Apache Ignite was the first such open source project, and we work closely with GridGain. There are many requirements for the implementation of projects, so SberTech has separate teams in this area.
- And what is the nature of the SberTech commits in Apache Ignite - something related to banking specifics?
- We have no task to develop open source projects for the business specifics of Sberbank. They only introduce functionality that will be useful to all users of the project, including potential customers. If we talk about the current participation, the team worked on the releases of Apache Ignite 1.9 and 2.0. Commits can be divided into two categories - bug fixes and new functionality, the separation is approximately equal. With regard to the new functionality, special attention is paid to complex transactional scenarios, increasing the reliability and controllability of the cluster.
- Based on your experience with Apache Ignite, what can you recommend to other people who are not yet using the project, but who are interested in it? In what cases is it suitable, and in which problems may arise?
- I advise you not to be afraid of changes, but to start small. Apache Ignite has extensive functionality to reduce latency and improve the performance of your applications.

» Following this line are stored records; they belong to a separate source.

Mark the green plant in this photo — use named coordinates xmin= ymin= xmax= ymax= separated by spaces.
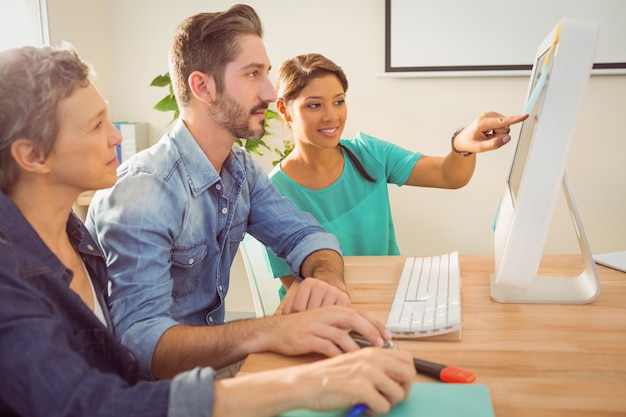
xmin=150 ymin=72 xmax=293 ymax=159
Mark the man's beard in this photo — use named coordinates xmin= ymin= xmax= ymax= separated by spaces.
xmin=209 ymin=93 xmax=267 ymax=140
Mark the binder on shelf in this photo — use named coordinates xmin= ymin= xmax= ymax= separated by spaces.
xmin=113 ymin=122 xmax=148 ymax=163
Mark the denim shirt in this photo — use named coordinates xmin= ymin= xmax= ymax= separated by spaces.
xmin=0 ymin=193 xmax=214 ymax=416
xmin=86 ymin=119 xmax=341 ymax=376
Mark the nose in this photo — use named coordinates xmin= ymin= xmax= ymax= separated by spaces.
xmin=259 ymin=78 xmax=278 ymax=103
xmin=109 ymin=123 xmax=122 ymax=147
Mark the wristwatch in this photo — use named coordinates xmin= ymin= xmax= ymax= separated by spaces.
xmin=450 ymin=128 xmax=474 ymax=158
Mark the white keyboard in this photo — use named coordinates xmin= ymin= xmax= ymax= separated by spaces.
xmin=387 ymin=251 xmax=462 ymax=339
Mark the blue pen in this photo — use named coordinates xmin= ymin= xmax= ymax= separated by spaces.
xmin=346 ymin=404 xmax=367 ymax=417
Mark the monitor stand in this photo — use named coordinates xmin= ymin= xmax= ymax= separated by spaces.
xmin=491 ymin=173 xmax=600 ymax=304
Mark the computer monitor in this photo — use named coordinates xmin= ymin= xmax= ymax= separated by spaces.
xmin=491 ymin=18 xmax=600 ymax=304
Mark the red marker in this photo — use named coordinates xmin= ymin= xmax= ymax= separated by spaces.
xmin=413 ymin=358 xmax=476 ymax=384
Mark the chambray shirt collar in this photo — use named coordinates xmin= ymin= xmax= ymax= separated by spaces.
xmin=169 ymin=119 xmax=245 ymax=197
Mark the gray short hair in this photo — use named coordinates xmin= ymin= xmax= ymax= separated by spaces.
xmin=0 ymin=46 xmax=93 ymax=193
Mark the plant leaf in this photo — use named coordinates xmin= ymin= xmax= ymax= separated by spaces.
xmin=150 ymin=72 xmax=172 ymax=87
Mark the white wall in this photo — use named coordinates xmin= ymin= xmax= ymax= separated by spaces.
xmin=48 ymin=0 xmax=626 ymax=310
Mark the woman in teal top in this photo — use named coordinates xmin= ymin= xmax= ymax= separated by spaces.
xmin=268 ymin=54 xmax=527 ymax=297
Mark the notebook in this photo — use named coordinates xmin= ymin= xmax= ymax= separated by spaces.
xmin=279 ymin=382 xmax=495 ymax=417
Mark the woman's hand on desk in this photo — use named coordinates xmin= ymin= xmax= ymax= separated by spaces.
xmin=213 ymin=348 xmax=415 ymax=417
xmin=244 ymin=305 xmax=391 ymax=356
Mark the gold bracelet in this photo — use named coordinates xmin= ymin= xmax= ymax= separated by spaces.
xmin=450 ymin=128 xmax=474 ymax=158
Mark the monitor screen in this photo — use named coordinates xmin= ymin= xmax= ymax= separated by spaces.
xmin=509 ymin=45 xmax=558 ymax=203
xmin=491 ymin=18 xmax=598 ymax=302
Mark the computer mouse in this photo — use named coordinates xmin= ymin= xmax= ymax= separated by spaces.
xmin=349 ymin=330 xmax=397 ymax=349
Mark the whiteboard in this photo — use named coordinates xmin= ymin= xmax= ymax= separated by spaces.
xmin=0 ymin=0 xmax=50 ymax=51
xmin=385 ymin=0 xmax=626 ymax=76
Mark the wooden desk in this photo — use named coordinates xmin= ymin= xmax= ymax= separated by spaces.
xmin=241 ymin=255 xmax=626 ymax=417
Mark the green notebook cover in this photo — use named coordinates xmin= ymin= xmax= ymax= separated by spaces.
xmin=279 ymin=382 xmax=495 ymax=417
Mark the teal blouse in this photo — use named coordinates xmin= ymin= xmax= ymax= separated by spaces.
xmin=267 ymin=133 xmax=422 ymax=295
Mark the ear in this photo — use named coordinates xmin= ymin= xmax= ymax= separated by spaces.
xmin=188 ymin=71 xmax=217 ymax=106
xmin=11 ymin=139 xmax=50 ymax=174
xmin=276 ymin=98 xmax=291 ymax=122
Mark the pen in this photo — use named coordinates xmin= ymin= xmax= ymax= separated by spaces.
xmin=413 ymin=358 xmax=476 ymax=384
xmin=348 ymin=330 xmax=476 ymax=382
xmin=346 ymin=404 xmax=367 ymax=417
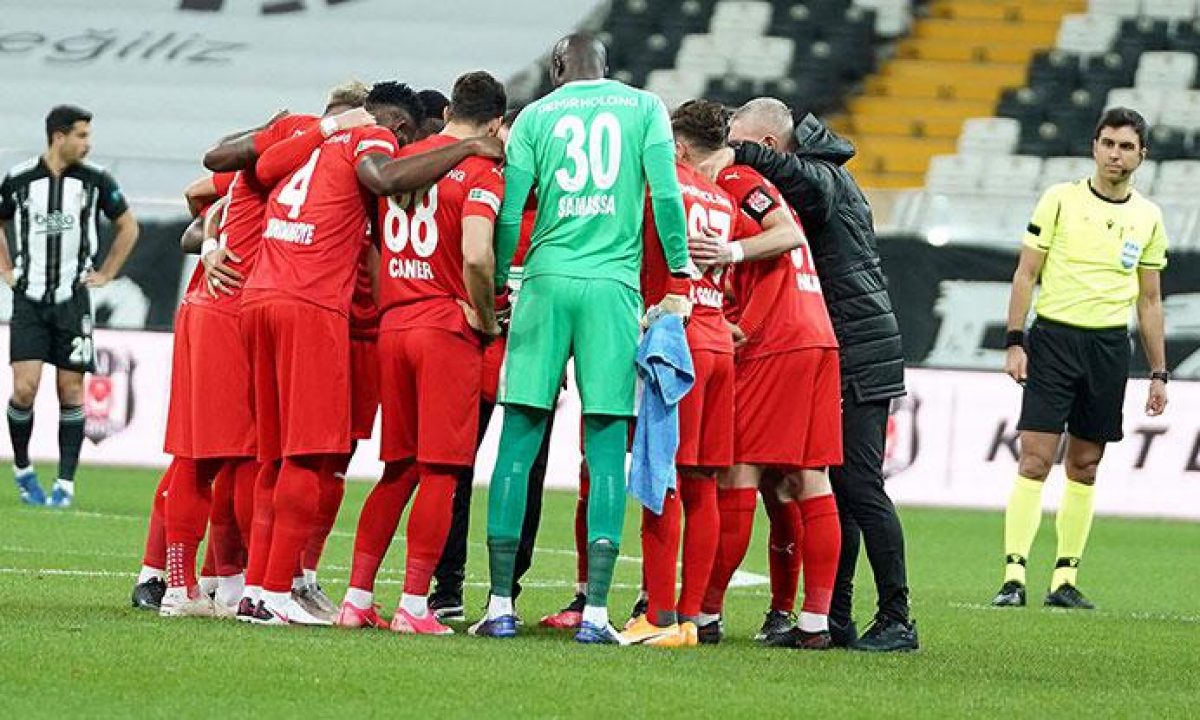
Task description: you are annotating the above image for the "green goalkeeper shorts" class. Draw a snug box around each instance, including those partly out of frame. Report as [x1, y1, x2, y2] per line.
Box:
[500, 275, 642, 415]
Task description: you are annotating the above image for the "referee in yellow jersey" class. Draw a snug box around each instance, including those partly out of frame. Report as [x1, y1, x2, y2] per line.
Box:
[992, 108, 1169, 610]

For large companies, the key may be the ability to ensure business growth, the amount of computing and processed data while reducing TCO. You can use the product in simple tasks (for example, speeding up the response of services and reducing the time for accessing data), and for more complex tasks (distributed computing in memory, distributed SQL database). DML support has already been sufficiently implemented, full support for DDL according to community plans should appear in the near future. If we talk about completely new features, then this is ML support. A beta version of the machine learning engine, including support for distributed mathematics, is included in the released release of Ignite 2.0.
As for the problems, in my experience, they can arise from a lack of competence, since the project is still quite complicated. Therefore, I can advise you to connect to our development community.
- Working with Apache Ignite is not the first year, you see the situation with in-memory computing in dynamics - how is everything developing?
- According to my feelings, in-memory computing is moving from the field of exotic to the field of standard development tools. For example, NSPK has created a unified payment system for the MIR card based on grid technologies. Most of the major payment system developers have considered the possibility of using grid-technologies in the next versions of their systems.
- In terms of performance, in-memory computing can significantly benefit, but at the same time, large amounts of RAM are associated with high cost. Can you give any numbers that give an idea of how in practice this affects your “iron” expenses in comparison with traditional approaches?
- The cost of a cluster, which is equivalent to the RAM size of the current core-banking systems, is 1/5 of the price of Hi-End solutions. At the same time, the x86-based cluster has significantly greater processor power, is better adapted to mass-parallel operations, and scales horizontally.
The cluster is expected to consume more energy, from 30 to 200%, depending on the nature of the load. It also takes about 5 times more space in the data center compared to RISC solutions.
- And if you look at how the cost of such solutions changed over time and try to look into the future, does it seem that in-memory computing expects growth due to lower costs?
- I’m not ready to give financial forecasts, but the RAM becomes cheaper every year, and the energy consumption of the memory drops. Who would have previously thought that SSDs would supplant HDDs from the TOP segment? I think that something similar will happen with RAM and with NvRAM solutions, which will give a new impetus to the development of in-memory computing.